DATA DREDGING AND THE PROBLEM OF MULTIPLE COMPARISONS

In all our statistical interpretations regarding the acceptance of data-determined conclusions, we always recognize that there is the random chance of a highly unlikely statistical result being misinterpreted as the typical true conclusion. A coin tossed six times and coming up all heads might lead us to conclude the coin was not fairly balanced, yet that will happen every 2⁶ = 64 times that it is attempted even with an entirely fair coin. When we pick an alpha value of .05, we are roughly saying that about 5% of the time we will accept misleading random errors as though they were true. This is roughly equivalent to recognizing that for every 20 experiments we do, perhaps 1 will be wrongly accepted as true based solely on bad luck and random chance. If we analyze a large set of data in many ways, some random results may appear statistically significant just based on this sort of chance. This is the error of "data dredging."

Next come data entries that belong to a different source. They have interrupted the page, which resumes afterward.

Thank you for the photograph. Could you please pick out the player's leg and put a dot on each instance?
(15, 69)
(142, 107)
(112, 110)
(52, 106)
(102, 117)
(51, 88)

In a similar manner, if a very large number of independent comparisons are made between two groups of subjects and we accept an error rate of 5%, we might get a false, but statistically "significant" result about once for every 20 comparisons made. This is the error of "multiple comparisons." Mathematical methods are available to correct for these errors—what is most relevant for the consumer of the statistical analysis is to recognize the presence of the error and look for the correction.